Oleh: Dr. Rd. Ahmad Buchari, S.IP., M.Si
SAMBASNEWS.id – Korupsi dan Kekuasaan ibarat dua sisi dari satu mata uang. Korupsi selalu mengiringi perjalanan kekuasaan dan sebaliknya kekuasaan merupakan pintu masuk bagi tindak korupsi. Inilah hakikat dari pernyatan Lord Acton Power tends to corrupt and adsolute power corrupt absolutely (kekuasaan itu cenderung korup, dan kekuasaan yang absolut cenderung korup secar absolut).
Berdasarkan data Komisi Pemberantasan Korupsi (KPK), tak kurang sudah 176 kepala daerah tersandung permasalahan hukum. Terakhir dan saat ini adalah adalah Gubernur Papua, Lukas Enembe.

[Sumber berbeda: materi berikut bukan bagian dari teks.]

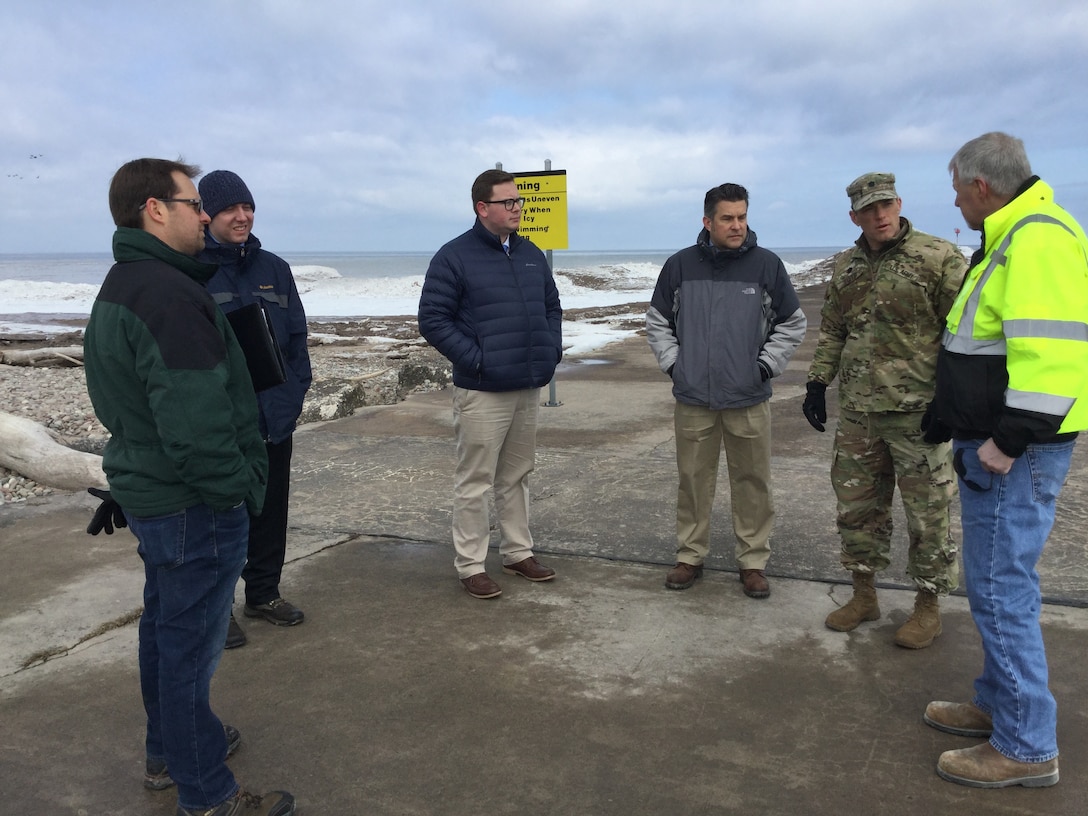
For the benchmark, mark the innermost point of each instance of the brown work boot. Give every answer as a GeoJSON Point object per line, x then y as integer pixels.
{"type": "Point", "coordinates": [963, 719]}
{"type": "Point", "coordinates": [924, 623]}
{"type": "Point", "coordinates": [276, 803]}
{"type": "Point", "coordinates": [862, 606]}
{"type": "Point", "coordinates": [530, 568]}
{"type": "Point", "coordinates": [755, 582]}
{"type": "Point", "coordinates": [683, 576]}
{"type": "Point", "coordinates": [480, 585]}
{"type": "Point", "coordinates": [984, 766]}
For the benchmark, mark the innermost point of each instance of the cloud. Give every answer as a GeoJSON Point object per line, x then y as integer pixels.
{"type": "Point", "coordinates": [360, 125]}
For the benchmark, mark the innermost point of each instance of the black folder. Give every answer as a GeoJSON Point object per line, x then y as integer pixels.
{"type": "Point", "coordinates": [257, 337]}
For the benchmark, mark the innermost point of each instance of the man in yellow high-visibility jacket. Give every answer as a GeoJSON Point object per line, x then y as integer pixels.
{"type": "Point", "coordinates": [1012, 392]}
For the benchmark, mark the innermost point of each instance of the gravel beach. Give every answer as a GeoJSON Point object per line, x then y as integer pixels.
{"type": "Point", "coordinates": [356, 362]}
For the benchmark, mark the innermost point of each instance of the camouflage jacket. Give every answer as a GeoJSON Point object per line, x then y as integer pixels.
{"type": "Point", "coordinates": [882, 319]}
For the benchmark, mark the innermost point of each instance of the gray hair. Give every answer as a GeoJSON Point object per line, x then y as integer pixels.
{"type": "Point", "coordinates": [998, 159]}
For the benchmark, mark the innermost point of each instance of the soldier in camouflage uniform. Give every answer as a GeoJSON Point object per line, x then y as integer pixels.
{"type": "Point", "coordinates": [880, 329]}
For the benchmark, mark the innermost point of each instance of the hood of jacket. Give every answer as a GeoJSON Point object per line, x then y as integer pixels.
{"type": "Point", "coordinates": [139, 245]}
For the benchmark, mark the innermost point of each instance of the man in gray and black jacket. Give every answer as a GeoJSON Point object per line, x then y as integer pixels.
{"type": "Point", "coordinates": [724, 321]}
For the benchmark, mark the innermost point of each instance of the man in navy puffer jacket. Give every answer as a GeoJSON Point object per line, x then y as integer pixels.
{"type": "Point", "coordinates": [491, 307]}
{"type": "Point", "coordinates": [248, 274]}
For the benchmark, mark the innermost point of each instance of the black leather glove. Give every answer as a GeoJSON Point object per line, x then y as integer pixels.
{"type": "Point", "coordinates": [815, 405]}
{"type": "Point", "coordinates": [932, 430]}
{"type": "Point", "coordinates": [108, 516]}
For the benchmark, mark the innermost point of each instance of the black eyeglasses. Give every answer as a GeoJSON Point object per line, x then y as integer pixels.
{"type": "Point", "coordinates": [509, 204]}
{"type": "Point", "coordinates": [196, 204]}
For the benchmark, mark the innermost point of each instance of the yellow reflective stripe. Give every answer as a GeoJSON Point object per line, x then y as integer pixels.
{"type": "Point", "coordinates": [997, 258]}
{"type": "Point", "coordinates": [1050, 404]}
{"type": "Point", "coordinates": [1035, 329]}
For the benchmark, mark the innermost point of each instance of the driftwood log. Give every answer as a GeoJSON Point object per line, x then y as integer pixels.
{"type": "Point", "coordinates": [28, 449]}
{"type": "Point", "coordinates": [44, 357]}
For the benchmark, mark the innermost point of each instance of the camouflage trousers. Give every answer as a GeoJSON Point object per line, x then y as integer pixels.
{"type": "Point", "coordinates": [873, 452]}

Bagaimana tidak, di balik dugaan gratifikasi Rp 1 miliar yang disangka KPK ternyata turut ditemukan adanya aliran dana tak wajar yang mencapai setengah triliun rupiah. Jika kemudian tudingan dan temuan KPK terbukti, maka Lukas bisa dianggap kepala daerah paling korup sepanjang sejarah.
Merujuk pada pernyataan Menteri Koordinator Bidang Politik Hukum dan Keamanan, Mahfud MD, Lukas disinyalir melakukan penyelewengan anggaran operasional pimpinan dan pengelolaan Pekan Olahraga Nasional. Dalam konteks ini menjadi menarik jika dibenturkan dengan isu efektivitas pengawasan oleh inspektorat daerah. Sebab, aliran dana tak wajar Lukas bukan baru-baru ini terdeteksi, melainkan sejak tahun 2017 sebagaimana disampaikan Ketua Pusat Pelaporan Analisis Transaksi Keuangan. Hal itu menandakan selama lima tahun ke belakang praktis peran inspektorat lemah sebagai aparat pengawas internal pemerintah provinsi Papua sekaligus benteng awal preventif praktik korupsi.
Tidak cukup itu, sekalipun terdengar klasik namun faktor yang kerap menjadi motif kepala daerah terjerumus praktik korupsi adalah biaya politik tinggi. Misalnya saja, berdasarkan temuan Kementerian Dalam Negeri beberapa tahun lalu, anggaran yang harus disediakan calon kepala daerah bisa puluhan miliar rupiah, bahkan untuk level gubernur mencapai ratusan miliar rupiah. Jika dilihat pendapatan setiap bulan, mustahil pimpinan daerah tersebut dapat mengembalikan modal yang telah dikeluarkan saat masa kampanye. Pada titik ini kemudian praktik korupsi merajalela dan berhasil menyeret ratusan kepala daerah ke proses hukum.